A second task we can do is to try to understand the root causes of other people's anger at our nation, to try to understand the pain and the frustration and the sense of powerlessness that surrounds so many other people.

And then, when we've come to some insights from reflecting on root causes, a third thing we can do is to write letters to our President, to our senators, to our congressperson, urging them to also consider the root causes and to take their time-to seek justice, to punish the guilty, but to take their time to find the best and most appropriate response so that the result of our actions will be peace in the future, and not just a never-ending spiral of violence.

A fourth thing we can do. Be present for your colleagues, your friends. Be present with those who have lost a friend or loved one. Sometimes we shy away from people who are in such deep grief because we don't know what to say. And that is natural, for who does know what to say? Even professional grief counselors often do not know exactly what to say in the face of such calamitous loss. But "being there" for others is more than half of ministry. Being there-holding the hand, giving a hug, sharing time. And if conversation does develop, then encourage them to speak about their loved one, to remember, to tell their stories, to share their feelings. Just listen to them speak, with sympathy and understanding, and be sure to give that hug. In the face of evil, we all need to know that love is alive, that goodness is there. Be good to your neighbor. Love them. That will help them to heal.

Fifth, take plenty of time on your own to pray. Many people say, "What do I say? I'm not very practiced in this." Again, the words are not that important. The Spirit prays through our sighs; the Spirit prays for us, if we but turn ourselves to God. And God understands the depth of our anguish without our having to say a word. Prayer is really being present with God, taking the time to be present with God. First, in the silence of our prayers, let our hearts turn in prayer to our enemies as well as to our friends, praying that God may indeed change our enemies' hearts from hatred to love. And second, let us pray for ourselves and for the president and for our leaders that we may indeed walk in paths of righteousness and not in paths of self-righteousness. There are many interfaith services still coming up, and I hope that you will be able to attend one or more of these. Here on the West Side an interfaith service of prayer, including all religious faiths represented here on the West Side, will be held this Thursday evening at 7:00 p.m. at the Holy Name Catholic Church, at 96th and Amsterdam. There is a sheet in your bulletin telling you about that service. And next Sunday, at 3 o'clock in the afternoon there will be a variety of interfaith services of prayer, one in each of the five boroughs and a large gathering at Yankee Stadium. Some people expect hundreds of thousands of people to attend these various services, as the city turns to God for guidance. That's 3 o'clock next Sunday.
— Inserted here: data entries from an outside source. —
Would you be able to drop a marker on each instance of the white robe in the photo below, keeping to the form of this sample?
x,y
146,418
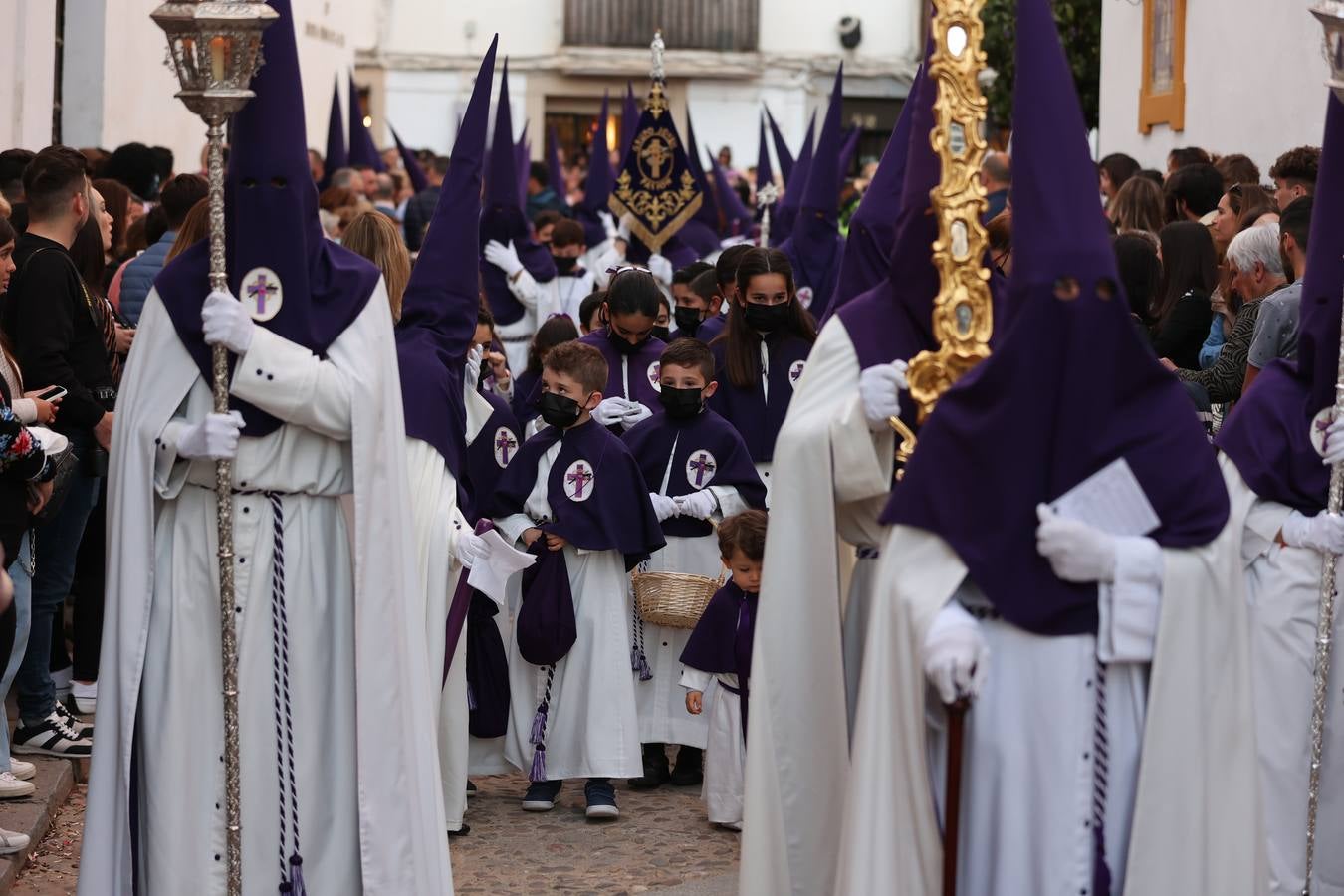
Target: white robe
x,y
371,818
797,749
593,727
1282,587
1195,822
726,754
Finally, sixth, in the face of all the tragedy, what we can do is hold firm to our faith in God as the foundation for our lives. And, in that spirit, of holding firm to faith in God, let me close my reflections this morning by sharing with you these verses from Psalm 46:

"God is our refuge and strength, a very present help in trouble. Therefore we will not fear, though the earth should change, though the mountains shake in the heart of the sea.… God is in the midst of the city; it shall not be moved; God will help it when the morning dawns. The nations are in an uproar, the kingdoms totter; … [but] the Lord of hosts is with us; the God of Jacob is our refuge."